Couverture de l'album   

    « Toutes les réformes successives, toujours dans le même sens… dépouiller les gens de leurs droits, éloigner les juges. Depuis 30 ans, l’ Anafé ne cesse de dénoncer les mêmes choses rapport après rapport. On ne peut pas enfermer dignement. » L’Anafé (Association Nationale d’Assistance aux Frontières pour les Etrangers) a été créée en 1988 en réaction aux circulaires Pasqua donnant à la police des frontières la latitude de refuser des voyageurs disposant de tous les documents requis, mais « soupçonnés » de projet d’immigration illégale. Les zones d’attentes, elles, datent de 1992, mais il faudra attendre 2004 pour que les associations (Anafé et Croix-Rouge) puissent pénétrer dans ces zones d’attente constuites dans les aéroports parisiens (et pouvant accueillir des étrangers non-admis en France pendant une durée pouvant aller jusqu'à 26 jours - avant de pouvoir déposer une demande d’asile ou d’être refoulés). Chowra Makaremi, anthropologue, chercheuse au CNRS, elle-même immigrée en France quand elle avait dix ans, intervient en zone d’attente depuis plusieurs années, et elle a décidé de faire connaître cette expériences à travers une bande dessinée réalisée avec Matthieu Parciboula. Le résultat est un documentaire graphique passionnant, jalonné de textes explicatifs pour compléter la compréhension de la situation. C’est aussi un bouleversant témoignage de parcours bousculés : celui de Kadiatou, qui a donné tout son héritage dans l’espoir de rejoindre sa cousine en France, et dont le voyage passera par Kiev, sans qu’elle puisse comprendre pourquoi on lui prend tout. Celui de Jana, abandonnée dans l'aéroport de Roissy avec ses deux jeunes enfants par un passeur indélicat. Celui de Yoones Mesri, palestinien qui ne comprend pas un mot de français et qui se rêve encore parmi ses moutons tandis que la police française le renvoie vers sa destination de provenance... Hanoi.

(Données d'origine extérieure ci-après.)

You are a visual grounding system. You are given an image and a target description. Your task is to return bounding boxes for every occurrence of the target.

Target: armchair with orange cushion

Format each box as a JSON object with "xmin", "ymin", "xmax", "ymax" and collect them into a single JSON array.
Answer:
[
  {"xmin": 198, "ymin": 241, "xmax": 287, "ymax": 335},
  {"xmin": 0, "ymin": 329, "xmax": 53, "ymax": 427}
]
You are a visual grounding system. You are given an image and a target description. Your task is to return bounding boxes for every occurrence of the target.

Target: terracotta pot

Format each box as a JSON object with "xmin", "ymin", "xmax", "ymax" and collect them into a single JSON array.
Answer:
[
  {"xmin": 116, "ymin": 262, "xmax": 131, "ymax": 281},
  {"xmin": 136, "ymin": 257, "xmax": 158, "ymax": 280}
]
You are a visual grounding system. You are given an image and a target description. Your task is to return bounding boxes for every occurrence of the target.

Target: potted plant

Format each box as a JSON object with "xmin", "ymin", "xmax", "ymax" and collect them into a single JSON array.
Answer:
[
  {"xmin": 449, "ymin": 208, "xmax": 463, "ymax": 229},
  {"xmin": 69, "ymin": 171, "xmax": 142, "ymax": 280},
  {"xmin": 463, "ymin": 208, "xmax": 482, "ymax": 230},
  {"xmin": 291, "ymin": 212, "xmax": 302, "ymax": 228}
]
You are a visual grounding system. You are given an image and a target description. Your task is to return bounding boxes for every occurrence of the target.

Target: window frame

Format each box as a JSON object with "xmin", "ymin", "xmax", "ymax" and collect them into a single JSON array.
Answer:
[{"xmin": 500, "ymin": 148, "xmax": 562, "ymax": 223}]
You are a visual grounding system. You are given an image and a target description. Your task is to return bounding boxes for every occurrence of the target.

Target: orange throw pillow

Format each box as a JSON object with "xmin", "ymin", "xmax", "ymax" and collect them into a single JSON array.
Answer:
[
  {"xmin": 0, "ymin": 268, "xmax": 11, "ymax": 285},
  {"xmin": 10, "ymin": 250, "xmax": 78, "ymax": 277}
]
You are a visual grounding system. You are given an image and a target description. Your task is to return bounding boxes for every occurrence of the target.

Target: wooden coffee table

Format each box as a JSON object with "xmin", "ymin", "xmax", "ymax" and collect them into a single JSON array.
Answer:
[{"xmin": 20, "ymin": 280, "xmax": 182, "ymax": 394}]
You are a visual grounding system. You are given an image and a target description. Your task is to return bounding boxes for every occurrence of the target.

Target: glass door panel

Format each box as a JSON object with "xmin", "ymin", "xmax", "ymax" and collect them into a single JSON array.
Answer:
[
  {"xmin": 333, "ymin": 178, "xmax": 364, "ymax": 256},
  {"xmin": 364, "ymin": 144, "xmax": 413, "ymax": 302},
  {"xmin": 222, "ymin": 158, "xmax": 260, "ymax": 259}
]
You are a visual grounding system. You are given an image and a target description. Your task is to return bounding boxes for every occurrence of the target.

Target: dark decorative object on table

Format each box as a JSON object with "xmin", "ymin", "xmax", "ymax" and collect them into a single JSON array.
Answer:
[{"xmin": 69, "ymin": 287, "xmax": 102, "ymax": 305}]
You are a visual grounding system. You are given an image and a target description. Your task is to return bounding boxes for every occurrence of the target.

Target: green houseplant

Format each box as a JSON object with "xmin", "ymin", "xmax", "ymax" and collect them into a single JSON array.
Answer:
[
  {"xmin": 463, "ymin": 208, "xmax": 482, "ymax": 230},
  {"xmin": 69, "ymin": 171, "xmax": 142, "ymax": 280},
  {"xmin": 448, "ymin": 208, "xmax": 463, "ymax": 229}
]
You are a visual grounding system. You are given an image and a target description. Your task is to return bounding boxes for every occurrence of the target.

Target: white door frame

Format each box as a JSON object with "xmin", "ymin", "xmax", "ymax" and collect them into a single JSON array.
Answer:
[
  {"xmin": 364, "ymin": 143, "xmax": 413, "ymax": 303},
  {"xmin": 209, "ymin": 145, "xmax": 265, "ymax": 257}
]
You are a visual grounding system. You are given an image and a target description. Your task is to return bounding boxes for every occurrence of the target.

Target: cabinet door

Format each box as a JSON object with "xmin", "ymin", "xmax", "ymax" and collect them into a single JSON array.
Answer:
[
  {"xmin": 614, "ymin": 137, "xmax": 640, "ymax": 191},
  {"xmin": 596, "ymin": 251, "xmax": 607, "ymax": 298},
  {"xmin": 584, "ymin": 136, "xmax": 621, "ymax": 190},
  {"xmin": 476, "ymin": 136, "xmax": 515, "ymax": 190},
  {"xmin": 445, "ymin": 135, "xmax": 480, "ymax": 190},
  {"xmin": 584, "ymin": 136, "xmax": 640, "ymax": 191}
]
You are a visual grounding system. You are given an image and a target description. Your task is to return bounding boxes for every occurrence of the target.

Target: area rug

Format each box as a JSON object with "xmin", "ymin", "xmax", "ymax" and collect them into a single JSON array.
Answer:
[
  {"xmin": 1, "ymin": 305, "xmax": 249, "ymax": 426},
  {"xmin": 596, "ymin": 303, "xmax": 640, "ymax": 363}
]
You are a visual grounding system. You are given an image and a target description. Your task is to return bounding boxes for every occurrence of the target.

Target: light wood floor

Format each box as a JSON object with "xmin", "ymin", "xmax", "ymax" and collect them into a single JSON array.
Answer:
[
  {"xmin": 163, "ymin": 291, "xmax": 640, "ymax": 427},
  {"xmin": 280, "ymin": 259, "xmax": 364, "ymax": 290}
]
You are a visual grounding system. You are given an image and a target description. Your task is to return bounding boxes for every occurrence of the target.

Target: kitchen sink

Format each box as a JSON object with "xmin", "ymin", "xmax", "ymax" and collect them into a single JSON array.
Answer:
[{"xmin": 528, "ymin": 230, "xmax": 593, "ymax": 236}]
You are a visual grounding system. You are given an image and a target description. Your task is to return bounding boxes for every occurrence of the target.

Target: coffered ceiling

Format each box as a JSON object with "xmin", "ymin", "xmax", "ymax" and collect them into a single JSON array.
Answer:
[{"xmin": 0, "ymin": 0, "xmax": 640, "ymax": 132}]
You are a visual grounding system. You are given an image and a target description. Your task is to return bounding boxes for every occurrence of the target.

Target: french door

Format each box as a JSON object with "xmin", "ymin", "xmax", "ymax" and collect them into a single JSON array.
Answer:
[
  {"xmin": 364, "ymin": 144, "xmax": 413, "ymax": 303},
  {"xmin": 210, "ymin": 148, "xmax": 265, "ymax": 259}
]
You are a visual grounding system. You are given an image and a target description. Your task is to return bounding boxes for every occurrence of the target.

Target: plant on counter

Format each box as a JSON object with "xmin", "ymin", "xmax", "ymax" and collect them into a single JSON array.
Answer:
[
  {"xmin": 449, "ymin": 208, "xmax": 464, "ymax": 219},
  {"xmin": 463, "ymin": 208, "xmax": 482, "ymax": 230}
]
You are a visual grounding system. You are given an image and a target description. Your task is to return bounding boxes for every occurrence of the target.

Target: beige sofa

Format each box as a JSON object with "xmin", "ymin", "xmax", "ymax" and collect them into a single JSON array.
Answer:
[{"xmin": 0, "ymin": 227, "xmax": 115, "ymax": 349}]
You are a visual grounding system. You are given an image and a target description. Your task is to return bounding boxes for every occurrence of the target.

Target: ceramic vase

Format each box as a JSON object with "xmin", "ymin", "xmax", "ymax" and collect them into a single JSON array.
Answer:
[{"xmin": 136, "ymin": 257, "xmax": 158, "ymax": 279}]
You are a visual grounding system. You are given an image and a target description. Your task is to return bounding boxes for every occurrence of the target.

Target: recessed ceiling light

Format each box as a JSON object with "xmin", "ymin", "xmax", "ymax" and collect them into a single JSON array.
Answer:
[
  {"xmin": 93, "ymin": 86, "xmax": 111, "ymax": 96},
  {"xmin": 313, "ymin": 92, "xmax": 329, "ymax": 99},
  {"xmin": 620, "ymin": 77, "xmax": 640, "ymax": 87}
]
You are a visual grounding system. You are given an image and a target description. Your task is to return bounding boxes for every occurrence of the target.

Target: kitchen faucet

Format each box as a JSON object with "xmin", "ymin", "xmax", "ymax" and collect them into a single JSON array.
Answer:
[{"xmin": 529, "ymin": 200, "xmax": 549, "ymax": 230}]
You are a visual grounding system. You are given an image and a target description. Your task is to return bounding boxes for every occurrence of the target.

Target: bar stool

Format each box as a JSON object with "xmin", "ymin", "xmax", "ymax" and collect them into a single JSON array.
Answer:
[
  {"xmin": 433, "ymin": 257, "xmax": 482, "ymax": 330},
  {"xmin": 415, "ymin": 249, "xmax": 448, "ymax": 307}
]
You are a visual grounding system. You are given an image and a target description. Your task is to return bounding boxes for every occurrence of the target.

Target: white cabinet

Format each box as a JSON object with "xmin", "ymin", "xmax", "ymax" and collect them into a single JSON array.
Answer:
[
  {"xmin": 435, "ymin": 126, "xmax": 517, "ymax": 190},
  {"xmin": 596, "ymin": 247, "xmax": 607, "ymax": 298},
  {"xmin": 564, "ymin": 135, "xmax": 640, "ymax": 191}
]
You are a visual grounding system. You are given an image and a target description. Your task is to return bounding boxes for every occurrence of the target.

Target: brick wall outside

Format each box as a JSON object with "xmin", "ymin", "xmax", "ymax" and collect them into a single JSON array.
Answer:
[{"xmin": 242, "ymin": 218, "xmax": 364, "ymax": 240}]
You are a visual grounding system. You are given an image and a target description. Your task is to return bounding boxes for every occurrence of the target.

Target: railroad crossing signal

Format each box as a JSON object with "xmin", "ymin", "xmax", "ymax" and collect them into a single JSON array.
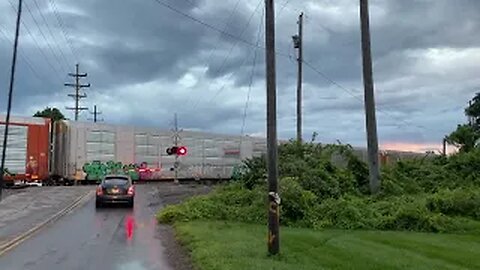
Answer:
[{"xmin": 167, "ymin": 146, "xmax": 187, "ymax": 156}]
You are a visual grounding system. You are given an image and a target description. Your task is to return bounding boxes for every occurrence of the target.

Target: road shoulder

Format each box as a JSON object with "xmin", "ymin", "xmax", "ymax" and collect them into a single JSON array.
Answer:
[{"xmin": 0, "ymin": 187, "xmax": 93, "ymax": 255}]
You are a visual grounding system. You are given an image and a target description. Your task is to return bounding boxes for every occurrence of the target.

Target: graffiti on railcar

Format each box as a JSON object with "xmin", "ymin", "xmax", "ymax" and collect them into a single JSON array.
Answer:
[{"xmin": 82, "ymin": 160, "xmax": 160, "ymax": 181}]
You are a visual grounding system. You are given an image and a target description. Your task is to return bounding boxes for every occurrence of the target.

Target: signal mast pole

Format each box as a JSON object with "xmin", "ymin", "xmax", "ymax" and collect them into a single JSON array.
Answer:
[
  {"xmin": 0, "ymin": 0, "xmax": 22, "ymax": 201},
  {"xmin": 173, "ymin": 113, "xmax": 180, "ymax": 184}
]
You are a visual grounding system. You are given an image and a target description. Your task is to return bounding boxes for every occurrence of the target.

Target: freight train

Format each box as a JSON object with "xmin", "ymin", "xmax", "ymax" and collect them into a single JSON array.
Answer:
[
  {"xmin": 0, "ymin": 116, "xmax": 424, "ymax": 185},
  {"xmin": 0, "ymin": 116, "xmax": 266, "ymax": 185}
]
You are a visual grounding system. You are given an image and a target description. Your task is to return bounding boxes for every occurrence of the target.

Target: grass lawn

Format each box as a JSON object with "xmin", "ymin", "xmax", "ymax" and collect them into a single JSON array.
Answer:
[{"xmin": 175, "ymin": 222, "xmax": 480, "ymax": 270}]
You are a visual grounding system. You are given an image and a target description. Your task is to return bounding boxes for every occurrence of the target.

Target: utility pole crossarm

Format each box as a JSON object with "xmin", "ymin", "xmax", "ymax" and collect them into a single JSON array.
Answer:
[
  {"xmin": 64, "ymin": 64, "xmax": 90, "ymax": 121},
  {"xmin": 293, "ymin": 12, "xmax": 303, "ymax": 142}
]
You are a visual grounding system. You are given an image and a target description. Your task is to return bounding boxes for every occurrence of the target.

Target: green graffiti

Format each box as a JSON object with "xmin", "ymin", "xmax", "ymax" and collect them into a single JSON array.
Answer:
[
  {"xmin": 82, "ymin": 160, "xmax": 140, "ymax": 182},
  {"xmin": 3, "ymin": 168, "xmax": 15, "ymax": 176},
  {"xmin": 231, "ymin": 165, "xmax": 247, "ymax": 180},
  {"xmin": 123, "ymin": 164, "xmax": 140, "ymax": 181}
]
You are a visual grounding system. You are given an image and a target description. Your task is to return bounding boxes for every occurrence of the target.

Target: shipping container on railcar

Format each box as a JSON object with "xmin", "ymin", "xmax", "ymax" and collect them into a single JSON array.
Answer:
[
  {"xmin": 0, "ymin": 116, "xmax": 51, "ymax": 185},
  {"xmin": 54, "ymin": 121, "xmax": 266, "ymax": 182}
]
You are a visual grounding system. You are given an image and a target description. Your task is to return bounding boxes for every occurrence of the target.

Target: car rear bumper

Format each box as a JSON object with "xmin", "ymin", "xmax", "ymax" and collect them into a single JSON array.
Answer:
[{"xmin": 97, "ymin": 195, "xmax": 134, "ymax": 203}]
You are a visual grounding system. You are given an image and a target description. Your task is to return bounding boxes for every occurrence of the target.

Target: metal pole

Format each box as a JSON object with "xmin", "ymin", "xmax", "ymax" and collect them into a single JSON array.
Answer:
[
  {"xmin": 75, "ymin": 64, "xmax": 80, "ymax": 121},
  {"xmin": 360, "ymin": 0, "xmax": 380, "ymax": 193},
  {"xmin": 0, "ymin": 0, "xmax": 22, "ymax": 201},
  {"xmin": 173, "ymin": 113, "xmax": 178, "ymax": 184},
  {"xmin": 297, "ymin": 12, "xmax": 303, "ymax": 142},
  {"xmin": 442, "ymin": 137, "xmax": 447, "ymax": 156},
  {"xmin": 265, "ymin": 0, "xmax": 280, "ymax": 255}
]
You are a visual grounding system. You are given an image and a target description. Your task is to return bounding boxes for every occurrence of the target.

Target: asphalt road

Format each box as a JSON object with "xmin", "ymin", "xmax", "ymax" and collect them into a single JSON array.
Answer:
[{"xmin": 0, "ymin": 184, "xmax": 172, "ymax": 270}]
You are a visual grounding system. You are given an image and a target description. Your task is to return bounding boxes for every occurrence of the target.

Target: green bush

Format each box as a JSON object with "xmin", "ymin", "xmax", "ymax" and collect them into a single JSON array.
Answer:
[
  {"xmin": 157, "ymin": 185, "xmax": 266, "ymax": 223},
  {"xmin": 158, "ymin": 141, "xmax": 480, "ymax": 232},
  {"xmin": 280, "ymin": 178, "xmax": 317, "ymax": 227},
  {"xmin": 427, "ymin": 189, "xmax": 480, "ymax": 220}
]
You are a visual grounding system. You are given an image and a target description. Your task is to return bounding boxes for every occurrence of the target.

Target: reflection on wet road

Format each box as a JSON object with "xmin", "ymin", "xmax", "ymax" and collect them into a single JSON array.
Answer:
[{"xmin": 0, "ymin": 185, "xmax": 171, "ymax": 270}]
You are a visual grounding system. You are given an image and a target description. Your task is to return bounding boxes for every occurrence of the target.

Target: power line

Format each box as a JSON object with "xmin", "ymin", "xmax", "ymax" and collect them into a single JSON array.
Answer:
[
  {"xmin": 240, "ymin": 8, "xmax": 265, "ymax": 137},
  {"xmin": 8, "ymin": 0, "xmax": 61, "ymax": 79},
  {"xmin": 25, "ymin": 0, "xmax": 68, "ymax": 71},
  {"xmin": 33, "ymin": 0, "xmax": 70, "ymax": 68},
  {"xmin": 48, "ymin": 0, "xmax": 79, "ymax": 63},
  {"xmin": 153, "ymin": 0, "xmax": 288, "ymax": 57},
  {"xmin": 149, "ymin": 0, "xmax": 426, "ymax": 133},
  {"xmin": 186, "ymin": 0, "xmax": 241, "ymax": 109},
  {"xmin": 303, "ymin": 60, "xmax": 428, "ymax": 130},
  {"xmin": 0, "ymin": 25, "xmax": 55, "ymax": 85},
  {"xmin": 188, "ymin": 0, "xmax": 263, "ymax": 108},
  {"xmin": 181, "ymin": 0, "xmax": 291, "ymax": 114}
]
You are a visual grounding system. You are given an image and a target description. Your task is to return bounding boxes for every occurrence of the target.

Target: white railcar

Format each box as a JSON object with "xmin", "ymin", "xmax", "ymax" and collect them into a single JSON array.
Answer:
[{"xmin": 53, "ymin": 121, "xmax": 266, "ymax": 180}]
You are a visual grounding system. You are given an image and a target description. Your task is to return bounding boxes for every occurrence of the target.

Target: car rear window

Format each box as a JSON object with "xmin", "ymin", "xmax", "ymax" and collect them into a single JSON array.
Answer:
[{"xmin": 103, "ymin": 178, "xmax": 128, "ymax": 185}]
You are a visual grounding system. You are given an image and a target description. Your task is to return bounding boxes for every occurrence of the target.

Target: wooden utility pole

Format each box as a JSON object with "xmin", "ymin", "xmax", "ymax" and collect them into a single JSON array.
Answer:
[
  {"xmin": 0, "ymin": 0, "xmax": 22, "ymax": 201},
  {"xmin": 265, "ymin": 0, "xmax": 280, "ymax": 255},
  {"xmin": 65, "ymin": 64, "xmax": 90, "ymax": 121},
  {"xmin": 360, "ymin": 0, "xmax": 380, "ymax": 193},
  {"xmin": 442, "ymin": 137, "xmax": 447, "ymax": 156},
  {"xmin": 292, "ymin": 12, "xmax": 303, "ymax": 142},
  {"xmin": 90, "ymin": 105, "xmax": 102, "ymax": 123}
]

    L'absurdité du système administratif français où tout est morcelé pour éviter que les acteurs ne soient amenés à se poser trop de questions domine cette lecture. Comme sur le visage de cette jeune femme à qui on demande de signer un formulaire auquel elle ne comprend pas un mot, et qui stipule qu'on lui a expliqué qu'elle peut former un recours contre le refus d'entrer sur le territoire qu'on vient de lui signifier, qu'elle peut avertir la personne de son choix, qu'elle dispose d'un délai... Tout ceci bien évidemment n'ayant été ni traduit ni expliqué, pas même en français, alors que le formulaire doit comporter la signature d'un interprète, et détaille clairement les droits de la personne. La violation des droits, manifeste, semble être monnaire courante dans la zone d'attente. Elle semble aussi refléter l'opinion majoritaire dans la police des frontières, exprimée par plusieurs personnages dont le lieutenant Muselier : « L'Anafé, hein ? Qui vous paie ? Vous êtes là sur le dos du contribuable ? Et vous, vous en pensez quoi, de l'immigration ? Dites-moi ! Pour moi, c'est rendre service aux étrangers que de les renvoyer. Ici, ils vont finir sur le trottoir. On ne se rend pas compte, mais ici ils supplient pour avoir les aides... Ils viennent pleurer... Et chez eux, c'est des millionnaires, ils se font construire des maisons. »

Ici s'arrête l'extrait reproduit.